Em 2 de abril, quando Trump anunciou tarifas abrangentes sobre importações de países de todo o mundo, a África do Sul foi duramente atingida novamente — desta vez com uma tarifa punitiva de 31%. No dia seguinte, dois projetos de lei foram apresentados na Câmara dos Representantes: a reintrodução da Lei de Revisão das Relações Bilaterais EUA-África do Sul e a chamada “Lei Afrikaner”.

Desta vez, o projeto de lei de Revisão das Relações Bilaterais foi mais agressivo, incluindo disposições para sanções específicas contra autoridades do CNA — algo que alguns liberais brancos na África do Sul vinham pedindo abertamente — e oferecendo status de refugiado a “residentes da África do Sul que sejam membros do grupo minoritário caucasiano e tenham sido perseguidos que ou tenham um medo fundado de perseguição”.

Revanchismo

Trump nunca escondeu seu racismo. Ao descer da escada rolante dourada das Trump Towers para lançar sua campanha presidencial em 2015, ele deixou claro que seu projeto político se basearia na desumanização dos migrantes do Sul Global, começando com a declaração de que os migrantes mexicanos eram “estupradores” e “traficantes de drogas”. Em uma reunião no Salão Oval em janeiro de 2018, Trump perguntou: “Por que precisamos de mais haitianos? Tirem-nos daqui”, e depois: “Por que queremos todas essas pessoas da África aqui? São países de merda”. Ele concluiu: “Deveríamos ter mais pessoas de lugares como a Noruega”.

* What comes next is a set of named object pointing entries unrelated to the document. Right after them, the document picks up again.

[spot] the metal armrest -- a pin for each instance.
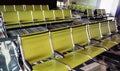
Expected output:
(77, 46)
(95, 40)
(58, 54)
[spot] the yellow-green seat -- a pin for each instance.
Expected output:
(37, 7)
(59, 16)
(90, 13)
(49, 16)
(62, 43)
(29, 8)
(80, 38)
(10, 19)
(25, 18)
(36, 48)
(19, 8)
(38, 17)
(96, 33)
(2, 8)
(67, 15)
(9, 8)
(113, 30)
(99, 11)
(45, 7)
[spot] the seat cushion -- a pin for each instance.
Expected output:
(74, 59)
(50, 65)
(107, 43)
(115, 38)
(91, 51)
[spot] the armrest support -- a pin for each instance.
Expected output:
(77, 46)
(58, 54)
(95, 40)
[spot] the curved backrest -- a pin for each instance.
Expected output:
(94, 31)
(9, 8)
(90, 12)
(61, 40)
(36, 47)
(19, 8)
(25, 16)
(2, 9)
(104, 28)
(58, 14)
(45, 7)
(29, 7)
(112, 26)
(38, 16)
(80, 35)
(10, 19)
(103, 11)
(37, 7)
(98, 11)
(49, 15)
(67, 14)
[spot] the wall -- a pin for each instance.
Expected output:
(91, 3)
(51, 3)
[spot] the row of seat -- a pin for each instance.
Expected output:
(78, 7)
(99, 13)
(31, 18)
(65, 48)
(6, 8)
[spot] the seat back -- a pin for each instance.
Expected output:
(9, 8)
(98, 11)
(104, 28)
(94, 31)
(28, 7)
(37, 7)
(38, 16)
(103, 11)
(90, 12)
(61, 40)
(49, 15)
(19, 8)
(80, 35)
(25, 17)
(67, 14)
(36, 47)
(2, 8)
(58, 14)
(112, 26)
(10, 18)
(45, 7)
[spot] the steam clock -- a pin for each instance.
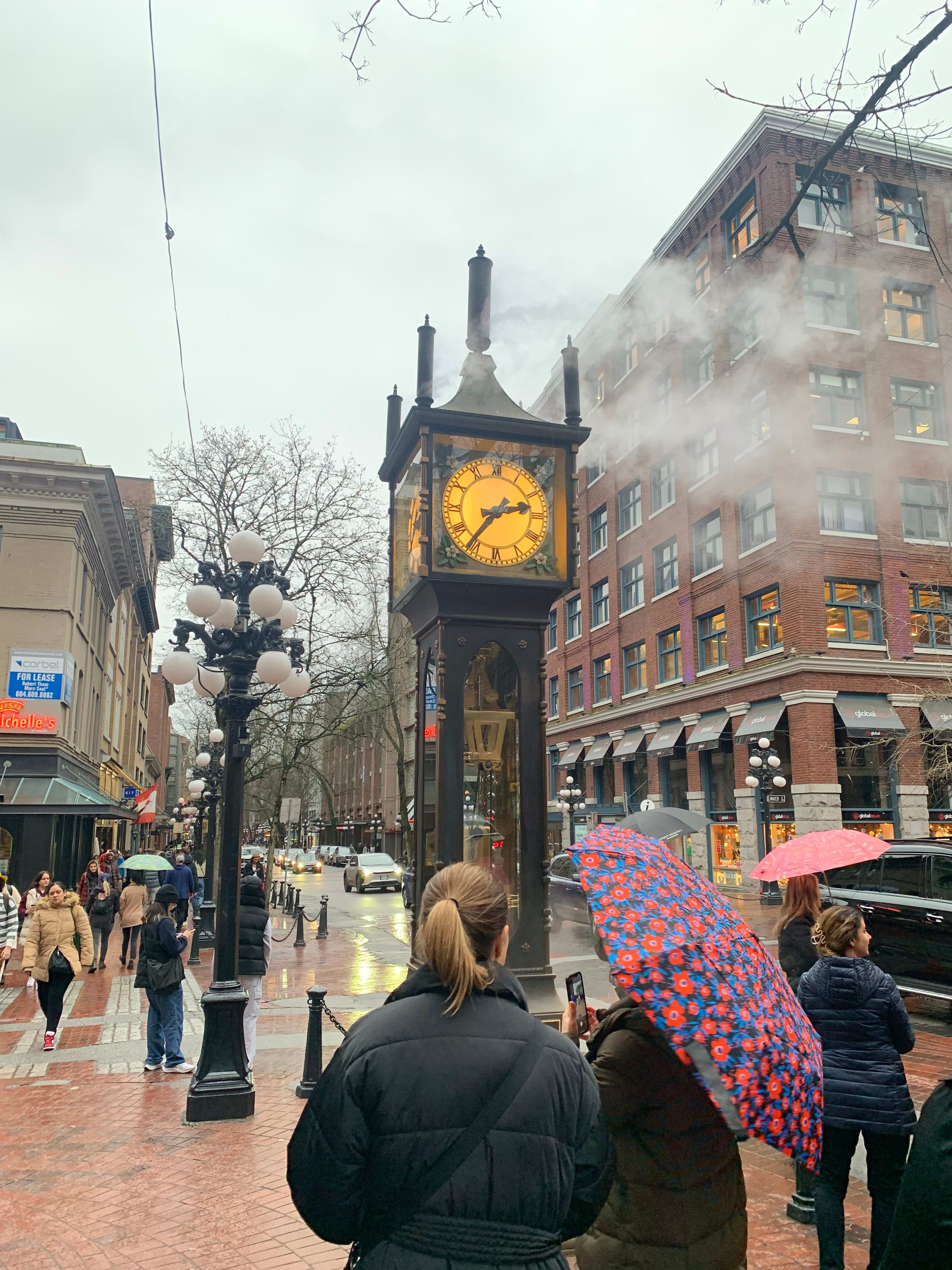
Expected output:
(483, 530)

Durante uma reunião na Casa Branca em maio, ele se referiu aos migrantes como “animais” — linguagem que ele repetiria de forma ainda mais agressiva durante a preparação para a próxima eleição, dizendo que os migrantes “não eram humanos” e, por fim, declarando que os migrantes estavam “envenenando o sangue do nosso país”.

Duas semanas após seu segundo mandato, em 7 de fevereiro de 2025 — poucos dias após iniciar deportações em massa de residentes americanos da América Latina e do Caribe — Trump anunciou que os africâneres deveriam ser acolhidos nos Estados Unidos como refugiados. O duplo padrão racista em jogo não poderia ser mais explícito ou grosseiro: os haitianos devem ser expulsos pela porta dos fundos, enquanto os africâneres são acolhidos na linha de frente.

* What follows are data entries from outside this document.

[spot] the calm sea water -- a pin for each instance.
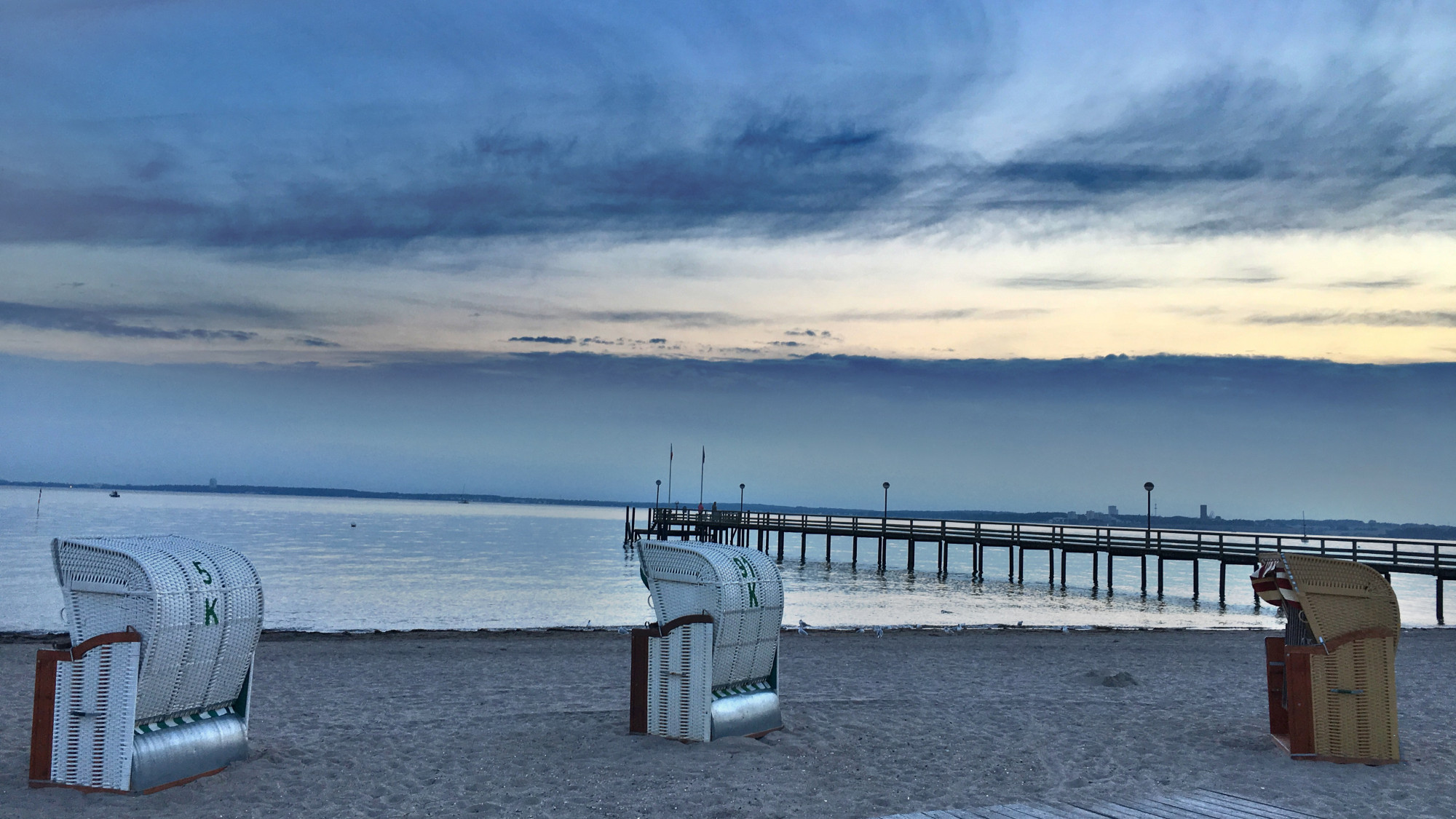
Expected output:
(365, 564)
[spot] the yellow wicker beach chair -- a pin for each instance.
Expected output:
(1332, 678)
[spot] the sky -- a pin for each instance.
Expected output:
(222, 200)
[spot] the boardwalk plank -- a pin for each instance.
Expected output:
(1164, 810)
(1257, 807)
(1211, 807)
(1078, 812)
(1115, 810)
(1199, 804)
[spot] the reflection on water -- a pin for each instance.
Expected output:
(363, 564)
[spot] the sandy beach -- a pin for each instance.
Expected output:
(535, 724)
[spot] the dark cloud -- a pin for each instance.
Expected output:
(314, 341)
(1378, 318)
(816, 123)
(1115, 177)
(98, 323)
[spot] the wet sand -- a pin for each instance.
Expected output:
(535, 724)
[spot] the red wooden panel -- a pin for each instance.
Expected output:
(1301, 704)
(1275, 670)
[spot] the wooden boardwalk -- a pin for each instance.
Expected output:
(1198, 804)
(991, 541)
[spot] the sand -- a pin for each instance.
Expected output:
(535, 724)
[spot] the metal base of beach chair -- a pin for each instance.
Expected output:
(746, 714)
(190, 751)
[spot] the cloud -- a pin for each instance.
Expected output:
(673, 318)
(97, 323)
(314, 341)
(1074, 282)
(1396, 283)
(905, 315)
(1384, 318)
(534, 122)
(1249, 276)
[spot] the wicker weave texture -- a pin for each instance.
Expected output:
(1342, 596)
(679, 701)
(1353, 697)
(740, 587)
(197, 605)
(95, 713)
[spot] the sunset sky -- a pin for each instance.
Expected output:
(235, 191)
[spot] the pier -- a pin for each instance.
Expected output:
(998, 547)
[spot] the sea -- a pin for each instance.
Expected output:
(353, 564)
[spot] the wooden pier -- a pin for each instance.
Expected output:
(998, 544)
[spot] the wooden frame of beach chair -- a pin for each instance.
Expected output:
(155, 688)
(1332, 679)
(711, 669)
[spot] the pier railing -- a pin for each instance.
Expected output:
(768, 531)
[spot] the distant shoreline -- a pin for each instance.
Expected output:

Os sul-africanos brancos que acolheram isso, sejam eles nacionalistas africâneres ou liberais anglófonos, são participantes diretos do revanchismo racial aberto que constrói uma nova e descarada internacional branca. Eles não pedem proteção para uma minoria ameaçada. Exigem que uma minoria ainda privilegiada tenha seu status privilegiado formalmente confirmado, que a branquitude seja santificada e sua paranoia seja satisfeita.

Se fossem pessoas decentes, aspirariam a ser nada mais nada menos do que cidadãos entre outros cidadãos. Estariam trabalhando com todos os outros sul-africanos para construir uma sociedade justa e pacífica para todos, uma sociedade na qual todos estivessem seguros e pudessem prosperar. Eles não são pessoas decentes, e suas mentiras “inofensivas” têm consequências gravíssimas.